One by one, the “Highway Six” stood in front of Santa Cruz Superior Judge Denine J. Guy and pleaded “no contest,” neither admitting nor disputing the two misdemeanors of creating a public nuisance and resisting arrest.
The UC Santa Cruz students’ May 7 hearing was regarding their five-hour shutdown of Highway 17 on March 3 when the group of six chained themselves together with pipes to trash cans filled with cement. The highway shutdown was part of “96 Hours of Action,” a series of actions protesting UC tuition hikes and police brutality.
“Today’s decision to plead ‘no contest’ was not an easy one to make,” said Lori Nixon, one of the six students, during a press conference. “Although I do not believe this nonviolent protest warrants the extreme sanctions being proposed by the university and the DA, the District attorney’s insistence on taking my liberty away for 18 months encouraged me not to exercise my constitutional right to defend myself through trial.”
None of the students will proceed to trial as a result of the students’ no contest plea. Instead, they are to appear in court on June 29 for a sentencing hearing and on June 30 for a restitution hearing. Although Judge Guy said the students are “not likely” to receive the maximum consequences for the misdemeanors, they could technically face up to six months in county jail for public nuisance and one year for resisting arrest. She said she plans to sentence them to 30 days each.
While the students have received stark criticism for their actions from community members and students, Nixon said the attention placed upon the “Highway Six” needs to be shifted to include the greater context.
“It is crucial the media attention and community focus shift from this one action of civil disobedience and onto the more important matters at hand,” Nixon said. “Public education is failing all across the state, police have killed almost 400 people in 2015 alone, our tax dollars are very blatantly being spent to incarcerate instead of educate.”
Second-year “Highway Six” protester Ethan Pezzolo echoed Nixon’s weariness of the conversation around civil disobedience as he stepped forward to read his statement to the press.
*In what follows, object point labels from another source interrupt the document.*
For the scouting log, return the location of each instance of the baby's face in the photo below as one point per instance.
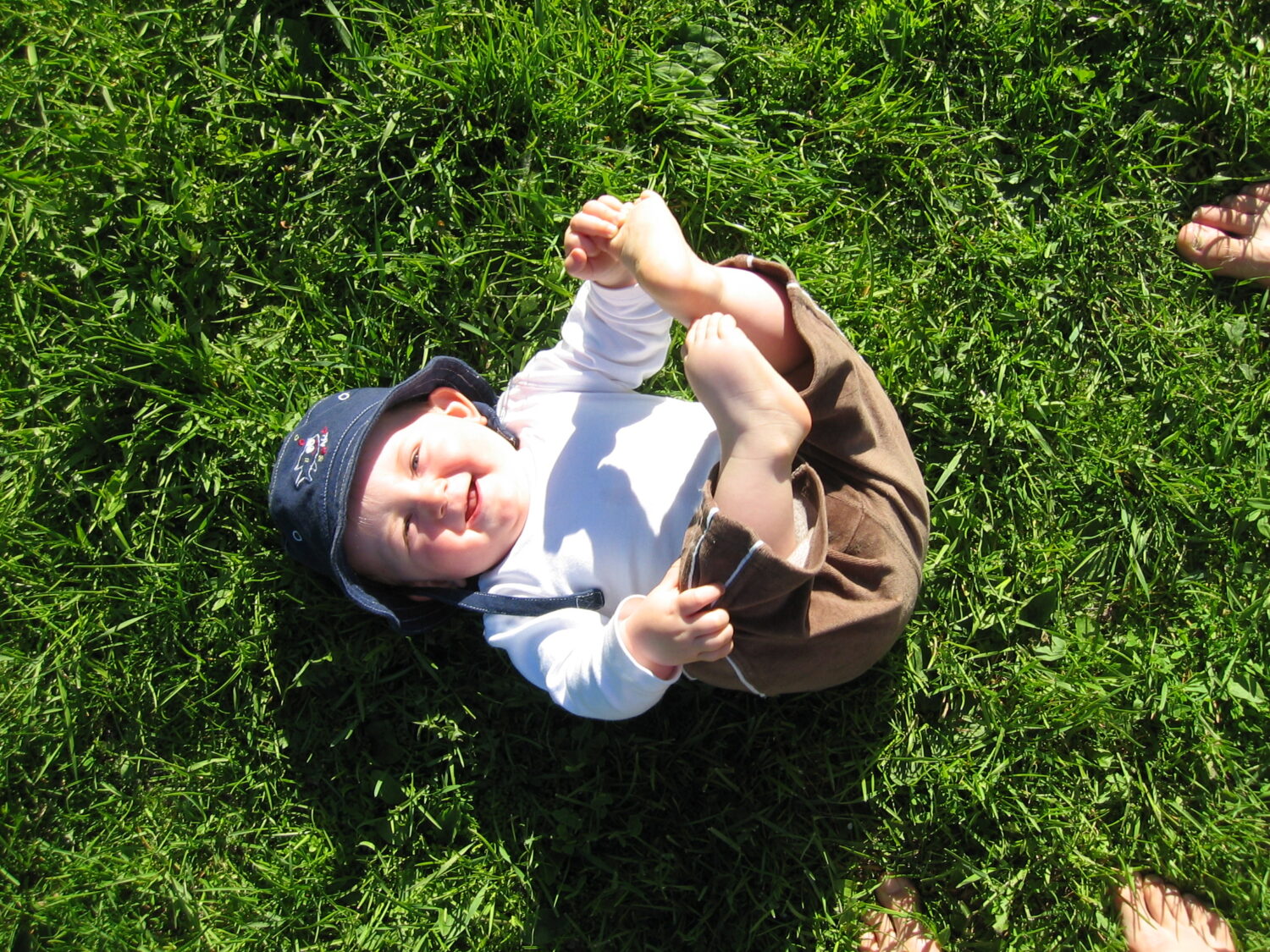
(439, 497)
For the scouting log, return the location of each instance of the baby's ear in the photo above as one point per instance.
(452, 403)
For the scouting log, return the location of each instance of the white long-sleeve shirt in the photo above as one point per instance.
(616, 477)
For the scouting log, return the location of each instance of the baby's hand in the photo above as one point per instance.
(587, 253)
(670, 627)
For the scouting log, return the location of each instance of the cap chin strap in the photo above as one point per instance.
(474, 601)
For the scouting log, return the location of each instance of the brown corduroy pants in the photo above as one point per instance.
(810, 626)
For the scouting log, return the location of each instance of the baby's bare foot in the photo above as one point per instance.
(897, 933)
(757, 413)
(1232, 238)
(652, 245)
(1157, 916)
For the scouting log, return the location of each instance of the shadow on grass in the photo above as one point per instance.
(716, 820)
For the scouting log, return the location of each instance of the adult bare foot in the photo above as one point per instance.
(1157, 916)
(1232, 238)
(897, 933)
(757, 413)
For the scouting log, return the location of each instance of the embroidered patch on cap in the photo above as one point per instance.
(312, 452)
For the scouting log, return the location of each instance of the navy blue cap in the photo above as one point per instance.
(312, 475)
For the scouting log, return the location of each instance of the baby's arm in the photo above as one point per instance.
(671, 627)
(642, 241)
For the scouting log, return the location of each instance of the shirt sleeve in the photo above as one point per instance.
(579, 659)
(612, 339)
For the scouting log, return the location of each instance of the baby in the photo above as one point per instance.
(767, 538)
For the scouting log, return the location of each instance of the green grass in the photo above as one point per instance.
(215, 212)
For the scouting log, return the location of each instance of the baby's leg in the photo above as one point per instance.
(762, 421)
(1232, 238)
(652, 245)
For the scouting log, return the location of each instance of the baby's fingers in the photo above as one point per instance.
(693, 601)
(711, 647)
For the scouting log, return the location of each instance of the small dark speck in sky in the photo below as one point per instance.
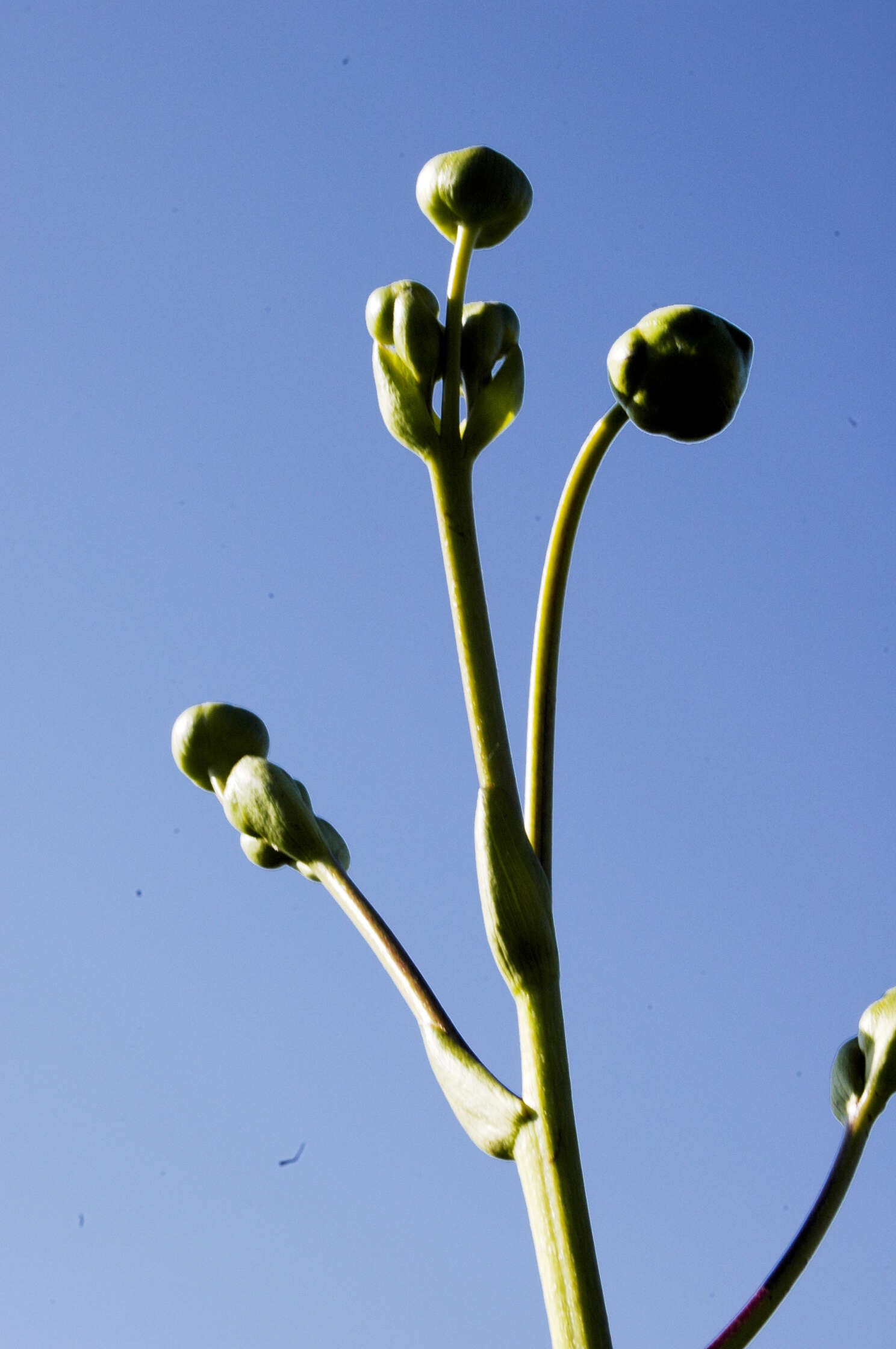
(288, 1162)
Pezzolo said despite his portrayal by the community, he “is not a criminal.”
“Our actions on March 3 were to raise the public’s awareness around the real criminals, the ones in power,” Pezzolo said. “The university and the state chose our fate when they decided to put profit over people.”
Following UC President Janet Napolitano’s November decision to increase UC tuition five percent each year for the next five years, students across the UC system pushed to have the decision repealed — occupying buildings, marching throughout their campus rallying for support, filing into the Board of regents meeting, and, in the case of Highway Six, shutting down the highway.
The decision to raise tuition follows a three-year tuition freeze, and raises the tuition to $12,192, almost triple of what it was 15 years ago. During the press conference Sophia DiMatteo nervously shifted around as she said she worries about the debt she is assuming to get through school.
“This debt burden is something we shouldn’t have to worry about at a public institution which was designed to be free for California residents,” DiMatteo said. “With tuition going up 27 percent in the next five years, by the time my little sister goes to college, school will cost her just under $40,000.”
The defense attorneys continue to seek people to testify on the students’ behalf during the June sentencing hearing, and Santa Cruz Superior Judge Guy has set a deadline of June 24 to submit a list of anyone who will testify on June 29.
“From Ferguson, to Palestine, to New York, to Baltimore, to Santa Cruz, the students and marginalized people all over the world have had enough,” Pezzolo said. “We will not stand for a system that was designed to dehumanize and enslave us behind bars and behind lifelong debt.”